Presiden Prabowo Subianto telah mencanangkan 30 proyek strategis nasional yang diproyeksikan akan menyerap jutaan tenaga kerja. Pemerintah juga terus berupaya menciptakan iklim investasi yang aman dan kondusif, agar para pelaku usaha dapat berkembang dan masyarakat tidak terjerumus ke dalam ekonomi bayangan.

Di sisi lain, anggaran untuk program perlindungan sosial ditingkatkan menjadi Rp504,7 triliun – bukan hanya sebagai bantalan ekonomi, tetapi juga sebagai upaya nyata untuk mencegah kelompok rentan terjerumus menjadi pelaku premanisme.

Republik Ini adalah Taman untuk Semua

Ormas yang memberikan kontribusi positif akan senantiasa menjadi mitra pemerintah, tetapi premanisme – dalam bentuk apa pun – tidak dapat ditoleransi. Sebab, premanisme bukanlah wujud ekspresi kebebasan, melainkan penyimpangan yang merusak ketertiban dan menghambat kemajuan.

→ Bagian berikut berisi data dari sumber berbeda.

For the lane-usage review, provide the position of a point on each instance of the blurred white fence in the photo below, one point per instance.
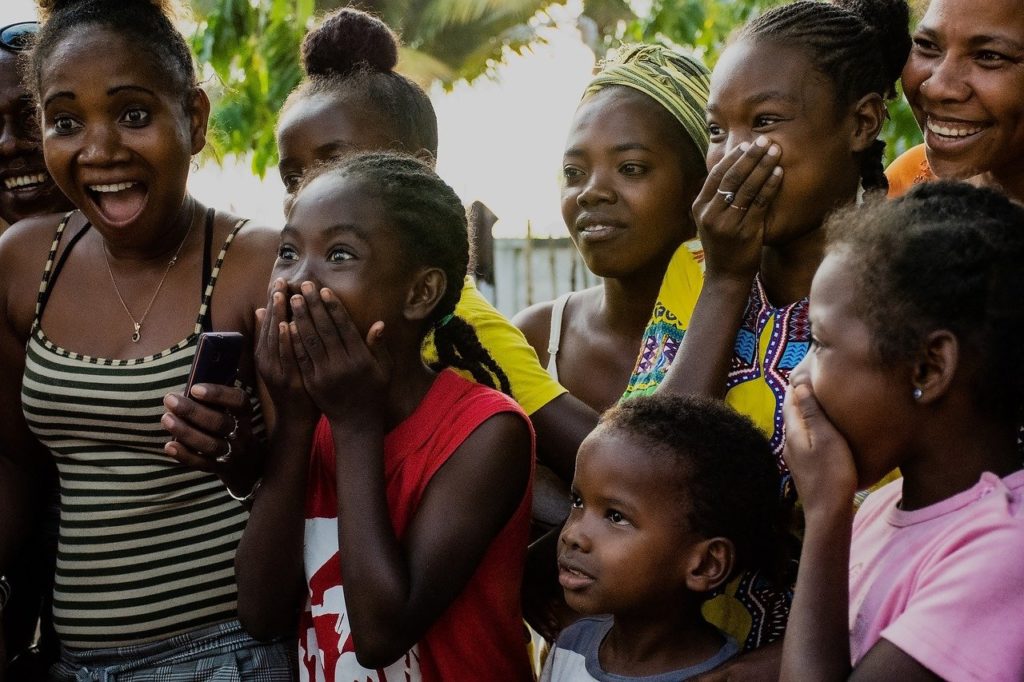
(529, 270)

Indonesia yang maju adalah Indonesia yang ormasnya kuat, rakyatnya terlindungi, ekonominya tumbuh dengan pesat, dan bebas dari premanisme. Negara ini harus terus menjadi taman yang terbuka, tertib, dan berdaya – bagi siapa pun yang ingin melangkah dalam kedamaian dan tumbuh bersama.

Penulis: Hamdan Hamedan, Tenaga Ahli Utama di Kantor Komunikasi Kepresidenan Republik Indonesia (PCO)

.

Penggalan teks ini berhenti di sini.